This research project will develop a unified set of statistical, computational, and software tools to address data mining and discovery science challenges in the analysis of complex and noisy high-dimensional data. Data with these characteristics are common in many fields, including the health sciences, economics, finance, and neuroscience. However, statistical methods to analyze these types of data have not kept up with the development of new technologies and new datasets. This project will develop robust data analysis methods that are scalable to large complex datasets. The ability to minimize the impact of high dimensionality, data complexity, and noisiness on data analysis will facilitate new discoveries in important areas such as health and economics. The project will conduct both theoretical and empirical studies. Publicly available software will be disseminated to complement the research activities. The investigator will mentor graduate students in statistics and social sciences and will seek to broaden the participation of underrepresented groups.

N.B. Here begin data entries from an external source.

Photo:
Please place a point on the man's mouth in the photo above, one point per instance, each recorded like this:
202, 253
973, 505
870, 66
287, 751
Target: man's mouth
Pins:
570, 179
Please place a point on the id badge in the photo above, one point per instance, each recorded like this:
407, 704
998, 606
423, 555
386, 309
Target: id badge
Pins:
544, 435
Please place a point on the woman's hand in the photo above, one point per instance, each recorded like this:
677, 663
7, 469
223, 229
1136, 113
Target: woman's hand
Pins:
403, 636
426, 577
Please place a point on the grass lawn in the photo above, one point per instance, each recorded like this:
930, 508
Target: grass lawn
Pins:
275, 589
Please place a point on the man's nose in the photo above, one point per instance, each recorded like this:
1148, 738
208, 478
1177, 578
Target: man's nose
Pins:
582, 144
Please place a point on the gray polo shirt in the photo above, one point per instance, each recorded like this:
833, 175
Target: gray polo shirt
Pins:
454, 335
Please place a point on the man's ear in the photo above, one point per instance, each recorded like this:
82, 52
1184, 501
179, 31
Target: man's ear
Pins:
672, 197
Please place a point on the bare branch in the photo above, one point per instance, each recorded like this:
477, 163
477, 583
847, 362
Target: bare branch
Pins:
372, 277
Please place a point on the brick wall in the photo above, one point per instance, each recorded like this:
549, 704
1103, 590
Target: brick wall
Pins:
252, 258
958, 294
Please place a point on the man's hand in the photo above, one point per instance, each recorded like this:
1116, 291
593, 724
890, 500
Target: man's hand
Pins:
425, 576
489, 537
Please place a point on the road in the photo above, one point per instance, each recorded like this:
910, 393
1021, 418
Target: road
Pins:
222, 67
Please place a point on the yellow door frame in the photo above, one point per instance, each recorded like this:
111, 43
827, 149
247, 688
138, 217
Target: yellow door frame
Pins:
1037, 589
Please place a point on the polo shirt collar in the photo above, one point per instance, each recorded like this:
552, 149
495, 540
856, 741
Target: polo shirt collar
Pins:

This project will develop multivariate rank-based methods that are robust to model misspecification, outliers, missing values, and data dependency. Three problems associated with rank-based inference for complex and noisy high-dimensional data will be addressed. First, multivariate rank-based statistical methods for robust functional principal component analysis will be developed. These new methods will improve on current functional principal component analysis tools for noisy data and will be applied to the analysis of physical activity data. Motivated in part by studies of complex and noisy stock market and neuroimaging data, the project will devise multivariate rank-based dependence measures as new quantifications for measuring between-group dependences. The new quantifications will simultaneously incorporate nonlinear dependence measurement, consistency of testing, robustness, and distribution-freeness. Building on the second activity, the project will estimate group-level networks through multivariate rank-based dependence measures to characterize conditional instead of marginal independence structure.
This award reflects NSF's statutory mission and has been deemed worthy of support through evaluation using the Foundation's intellectual merit and broader impacts review criteria.